CBRE more than doubling brokers in industrial sales, leasing
July 7, 2015 - 4:25 pm
In the battle for market share of Southern Nevada’s burgeoning industrial real estate sector, a big brokerage has scored a major win.
CBRE Las Vegas said Tuesday that it will more than double the number of brokers in its industrial sales and leasing practice.
Five industrial brokers on Monday left Voit Commercial Real Estate Services for CBRE, leaving Voit with two brokers in the submarket.
Voit’s Higgins and Toft team, made up of Kevin Higgins, Garrett Toft, Zac Zaher, Sean Zaher and Jake Higgins, made the move to CBRE. Brittany Kemer, a Voit marketing assistant, came with the team.
CBRE also lured industrial broker James Griffis away from MDL Group.
The additions boost CBRE’s industrial contingent from five to 11 brokers and “bring a tremendous amount of credibility” to an “already-great” industrial team at the brokerage, said Michael Newman, managing director of CBRE Las Vegas and industrial practice leader for the company’s Southwest region.
The move isn’t a surprise given the city’s hot industrial market. The subsector is by far the brightest spot in Southern Nevada’s slow real estate recovery. Industrial vacancy dropped to 5.8 percent in the second quarter, down three percentage points from 8.8 percent in the second quarter of 2014, and less than half of its 12.4 percent peak in 2012, said JJ Peck, CBRE’s research and marketing manager.
Meanwhile, office vacancy was at 20.3 percent, down from 21.6 percent a year earlier, while retail vacancy dipped to 9.7 percent, compared with 10.4 percent a year ago.
The industrial sector has also yielded some of the biggest development news for the city in the last year, including major new projects and tenants along the 215 Beltway and in North Las Vegas and Henderson. Developers have nearly 4 million square feet of industrial projects under construction or planned in the next year, Peck said.
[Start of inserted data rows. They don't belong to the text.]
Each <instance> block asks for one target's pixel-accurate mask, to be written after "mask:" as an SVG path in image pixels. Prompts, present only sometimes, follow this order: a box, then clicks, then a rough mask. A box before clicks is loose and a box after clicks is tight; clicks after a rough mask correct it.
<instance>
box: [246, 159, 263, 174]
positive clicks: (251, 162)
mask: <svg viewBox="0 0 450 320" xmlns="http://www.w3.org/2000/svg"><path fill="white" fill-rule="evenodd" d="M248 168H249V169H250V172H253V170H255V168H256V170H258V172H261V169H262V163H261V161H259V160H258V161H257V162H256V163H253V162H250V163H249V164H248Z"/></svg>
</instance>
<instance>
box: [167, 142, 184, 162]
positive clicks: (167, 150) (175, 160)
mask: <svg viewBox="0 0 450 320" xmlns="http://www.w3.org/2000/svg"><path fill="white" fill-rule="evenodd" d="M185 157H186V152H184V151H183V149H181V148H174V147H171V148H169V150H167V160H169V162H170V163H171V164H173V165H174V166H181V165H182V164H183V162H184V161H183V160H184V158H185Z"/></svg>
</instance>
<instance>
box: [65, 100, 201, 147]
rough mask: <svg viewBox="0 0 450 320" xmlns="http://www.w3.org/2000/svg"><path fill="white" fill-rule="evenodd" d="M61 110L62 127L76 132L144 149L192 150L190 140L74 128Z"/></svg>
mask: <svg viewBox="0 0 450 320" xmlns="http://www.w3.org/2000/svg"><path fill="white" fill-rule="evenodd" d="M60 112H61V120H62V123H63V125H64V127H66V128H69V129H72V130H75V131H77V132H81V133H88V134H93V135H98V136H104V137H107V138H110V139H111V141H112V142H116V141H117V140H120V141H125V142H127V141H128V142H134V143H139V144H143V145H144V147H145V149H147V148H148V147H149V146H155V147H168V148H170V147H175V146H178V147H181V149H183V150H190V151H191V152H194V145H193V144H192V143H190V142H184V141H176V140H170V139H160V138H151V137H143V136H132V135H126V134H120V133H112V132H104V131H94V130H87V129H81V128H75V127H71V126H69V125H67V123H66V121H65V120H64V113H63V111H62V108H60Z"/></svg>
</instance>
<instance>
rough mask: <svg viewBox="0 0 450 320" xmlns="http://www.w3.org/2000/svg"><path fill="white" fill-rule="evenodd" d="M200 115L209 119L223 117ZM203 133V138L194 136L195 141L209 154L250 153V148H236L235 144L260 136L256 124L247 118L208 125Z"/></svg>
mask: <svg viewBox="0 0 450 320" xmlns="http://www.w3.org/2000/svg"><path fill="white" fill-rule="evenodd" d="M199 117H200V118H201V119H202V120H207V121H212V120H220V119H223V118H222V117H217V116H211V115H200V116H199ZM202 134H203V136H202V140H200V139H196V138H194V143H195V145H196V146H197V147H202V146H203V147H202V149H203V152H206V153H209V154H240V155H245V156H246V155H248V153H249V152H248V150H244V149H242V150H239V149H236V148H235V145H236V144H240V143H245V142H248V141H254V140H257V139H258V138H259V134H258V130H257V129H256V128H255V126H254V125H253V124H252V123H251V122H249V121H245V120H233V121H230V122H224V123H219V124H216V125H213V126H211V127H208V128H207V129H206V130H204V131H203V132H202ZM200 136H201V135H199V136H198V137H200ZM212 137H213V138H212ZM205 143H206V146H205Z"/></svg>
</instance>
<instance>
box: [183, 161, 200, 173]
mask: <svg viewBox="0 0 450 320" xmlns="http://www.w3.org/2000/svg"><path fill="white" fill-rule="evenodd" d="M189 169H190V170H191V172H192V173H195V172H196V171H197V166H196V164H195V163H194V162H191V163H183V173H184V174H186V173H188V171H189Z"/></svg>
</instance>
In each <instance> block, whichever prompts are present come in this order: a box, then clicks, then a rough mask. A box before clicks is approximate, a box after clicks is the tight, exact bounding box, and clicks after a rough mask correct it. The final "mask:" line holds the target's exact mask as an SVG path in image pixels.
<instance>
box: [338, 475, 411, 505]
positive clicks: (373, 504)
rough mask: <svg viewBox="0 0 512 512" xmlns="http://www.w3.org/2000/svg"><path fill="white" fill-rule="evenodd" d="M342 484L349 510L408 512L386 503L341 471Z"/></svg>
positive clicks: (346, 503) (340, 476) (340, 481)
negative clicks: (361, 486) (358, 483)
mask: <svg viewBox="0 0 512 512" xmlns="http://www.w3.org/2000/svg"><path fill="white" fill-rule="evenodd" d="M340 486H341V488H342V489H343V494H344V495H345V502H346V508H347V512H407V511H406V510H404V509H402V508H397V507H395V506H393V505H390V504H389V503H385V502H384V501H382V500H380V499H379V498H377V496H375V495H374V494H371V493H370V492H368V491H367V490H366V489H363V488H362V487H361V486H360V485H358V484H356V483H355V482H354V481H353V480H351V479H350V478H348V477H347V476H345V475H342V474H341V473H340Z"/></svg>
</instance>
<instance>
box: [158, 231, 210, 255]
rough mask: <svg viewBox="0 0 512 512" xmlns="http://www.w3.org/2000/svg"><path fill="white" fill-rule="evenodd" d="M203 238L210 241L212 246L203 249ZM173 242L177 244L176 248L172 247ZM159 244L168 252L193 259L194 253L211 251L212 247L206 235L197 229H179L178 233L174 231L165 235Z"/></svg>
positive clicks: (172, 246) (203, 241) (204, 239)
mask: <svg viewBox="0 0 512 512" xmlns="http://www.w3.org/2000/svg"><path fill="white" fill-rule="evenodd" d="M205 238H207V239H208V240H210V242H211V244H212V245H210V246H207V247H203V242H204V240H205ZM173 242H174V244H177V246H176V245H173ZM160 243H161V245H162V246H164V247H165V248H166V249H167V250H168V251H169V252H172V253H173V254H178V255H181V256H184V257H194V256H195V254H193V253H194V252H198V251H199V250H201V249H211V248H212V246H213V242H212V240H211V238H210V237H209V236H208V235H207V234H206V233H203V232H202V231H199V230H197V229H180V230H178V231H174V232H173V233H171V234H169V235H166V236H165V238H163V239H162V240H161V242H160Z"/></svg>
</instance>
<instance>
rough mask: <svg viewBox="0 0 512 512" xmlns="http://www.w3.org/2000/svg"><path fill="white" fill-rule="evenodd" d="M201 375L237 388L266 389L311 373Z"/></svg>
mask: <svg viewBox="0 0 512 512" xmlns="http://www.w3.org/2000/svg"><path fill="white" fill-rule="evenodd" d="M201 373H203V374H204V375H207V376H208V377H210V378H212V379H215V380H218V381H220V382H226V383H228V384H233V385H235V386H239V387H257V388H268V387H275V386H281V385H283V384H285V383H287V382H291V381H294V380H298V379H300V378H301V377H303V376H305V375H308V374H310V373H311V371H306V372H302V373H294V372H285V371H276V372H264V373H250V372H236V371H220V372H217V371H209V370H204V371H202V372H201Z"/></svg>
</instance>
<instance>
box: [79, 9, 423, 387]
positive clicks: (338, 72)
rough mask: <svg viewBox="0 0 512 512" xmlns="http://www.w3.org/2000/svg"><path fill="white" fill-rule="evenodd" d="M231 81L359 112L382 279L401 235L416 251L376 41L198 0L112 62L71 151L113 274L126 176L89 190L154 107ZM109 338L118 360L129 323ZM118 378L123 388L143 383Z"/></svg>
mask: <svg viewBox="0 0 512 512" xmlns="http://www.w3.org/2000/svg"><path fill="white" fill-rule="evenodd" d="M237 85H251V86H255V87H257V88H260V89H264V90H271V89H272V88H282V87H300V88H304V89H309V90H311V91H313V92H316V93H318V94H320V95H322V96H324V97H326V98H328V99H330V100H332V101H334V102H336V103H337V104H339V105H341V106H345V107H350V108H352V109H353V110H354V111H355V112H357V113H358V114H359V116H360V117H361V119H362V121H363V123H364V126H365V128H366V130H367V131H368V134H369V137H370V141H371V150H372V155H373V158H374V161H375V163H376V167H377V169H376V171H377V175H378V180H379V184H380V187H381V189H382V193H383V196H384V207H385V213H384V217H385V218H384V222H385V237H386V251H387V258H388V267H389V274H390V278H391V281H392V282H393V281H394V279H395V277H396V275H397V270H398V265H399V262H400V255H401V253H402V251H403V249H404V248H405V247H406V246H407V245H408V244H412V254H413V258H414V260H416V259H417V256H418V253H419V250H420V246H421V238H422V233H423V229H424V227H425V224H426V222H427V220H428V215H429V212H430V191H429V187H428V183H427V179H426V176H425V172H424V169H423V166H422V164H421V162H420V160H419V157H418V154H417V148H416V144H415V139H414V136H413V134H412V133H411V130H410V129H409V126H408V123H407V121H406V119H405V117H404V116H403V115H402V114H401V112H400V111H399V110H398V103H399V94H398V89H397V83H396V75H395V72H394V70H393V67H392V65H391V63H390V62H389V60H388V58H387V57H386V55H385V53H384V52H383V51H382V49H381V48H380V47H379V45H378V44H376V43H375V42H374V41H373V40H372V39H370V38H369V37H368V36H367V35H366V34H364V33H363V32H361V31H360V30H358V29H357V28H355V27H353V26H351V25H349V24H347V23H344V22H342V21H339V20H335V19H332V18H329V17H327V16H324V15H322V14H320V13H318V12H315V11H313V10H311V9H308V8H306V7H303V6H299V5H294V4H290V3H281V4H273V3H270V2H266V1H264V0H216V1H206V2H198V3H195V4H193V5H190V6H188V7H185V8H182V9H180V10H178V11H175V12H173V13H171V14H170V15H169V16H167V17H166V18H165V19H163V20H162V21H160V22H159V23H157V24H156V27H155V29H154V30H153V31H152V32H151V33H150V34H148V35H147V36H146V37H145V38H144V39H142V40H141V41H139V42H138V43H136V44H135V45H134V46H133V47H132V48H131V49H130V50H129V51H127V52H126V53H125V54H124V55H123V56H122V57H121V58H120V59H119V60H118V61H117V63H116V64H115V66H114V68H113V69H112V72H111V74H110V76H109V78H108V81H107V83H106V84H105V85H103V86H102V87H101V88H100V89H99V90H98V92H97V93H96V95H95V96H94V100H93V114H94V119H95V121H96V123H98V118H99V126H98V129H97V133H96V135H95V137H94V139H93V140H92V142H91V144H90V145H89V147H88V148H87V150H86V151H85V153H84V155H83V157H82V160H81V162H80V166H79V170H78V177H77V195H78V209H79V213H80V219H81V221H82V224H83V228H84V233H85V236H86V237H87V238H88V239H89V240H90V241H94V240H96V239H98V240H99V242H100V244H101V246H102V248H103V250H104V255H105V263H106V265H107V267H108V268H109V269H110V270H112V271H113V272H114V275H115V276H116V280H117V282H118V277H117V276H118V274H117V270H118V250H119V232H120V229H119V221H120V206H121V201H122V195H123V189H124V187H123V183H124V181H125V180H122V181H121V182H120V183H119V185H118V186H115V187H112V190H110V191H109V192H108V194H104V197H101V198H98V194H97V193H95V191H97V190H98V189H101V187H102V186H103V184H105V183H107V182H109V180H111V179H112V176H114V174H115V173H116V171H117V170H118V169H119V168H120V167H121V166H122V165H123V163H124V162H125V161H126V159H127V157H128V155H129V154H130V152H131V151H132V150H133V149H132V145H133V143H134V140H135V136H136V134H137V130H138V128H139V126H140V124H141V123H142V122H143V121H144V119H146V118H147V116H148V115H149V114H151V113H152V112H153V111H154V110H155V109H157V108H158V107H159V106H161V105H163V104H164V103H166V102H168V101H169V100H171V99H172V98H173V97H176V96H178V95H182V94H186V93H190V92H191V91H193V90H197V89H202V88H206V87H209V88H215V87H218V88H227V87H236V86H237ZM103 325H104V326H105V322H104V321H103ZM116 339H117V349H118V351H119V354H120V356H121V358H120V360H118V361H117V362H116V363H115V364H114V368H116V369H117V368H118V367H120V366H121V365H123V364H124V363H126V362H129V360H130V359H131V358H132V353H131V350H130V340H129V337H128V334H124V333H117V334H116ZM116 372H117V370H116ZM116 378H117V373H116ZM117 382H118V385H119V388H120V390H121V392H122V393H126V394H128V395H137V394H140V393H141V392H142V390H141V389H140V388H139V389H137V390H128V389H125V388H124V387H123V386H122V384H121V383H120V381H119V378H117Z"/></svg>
Two million square feet are already under way, compared with less than 350,000 square feet of office space and 530,000 square feet of retail space.
In the scramble for that growing business, both sides saw mutual benefits.
CBRE will boost its market share, Newman said, and the Higgins and Toft team can offer clients more assistance. CBRE has 169 offices in six countries, while Voit has 11 offices in Nevada, California and Arizona.
“In thinking about the future for the next five to 10 years, where did we want to position our team? With the CBRE culture, the CBRE network and the capabilities of its platform, we just thought it would be a good fit for us,” Higgins said.
Added Toft: “Coming away from assignments we didn’t win, we felt one of the reasons was the (brokerage) name on the door not having an institutional platform we could cross-sell, including asset services, and facilities and property management. We believe, with our capabilities teamed up with this new platform, we’ll be able to secure a lot of institutional business and build on some of our recent successes.”
One of those successes included advising Prologis on its new, 464,000-square-foot spec building at Pecos and Gowan roads. The building was the largest local spec industrial project in nearly a decade, and it kicked off today’s industrial boom.
“(Prologis) believed in what we thought was going to happen, and the market came to life after that building was built,” Higgins said.
It’s not Higgins’ first go-round with CBRE. He worked for the firm from 1984 to 2002, when he left to launch the local office of California-based Voit. He has more than 30 years of local commercial real estate experience, and was Voit’s top broker companywide in 11 of his 13 years with the firm, which has around 125 brokers.
Toft has more than 10 years of experience brokering commercial deals in the Las Vegas Valley.
A California-based Voit representative did not respond by press time to a request for comment.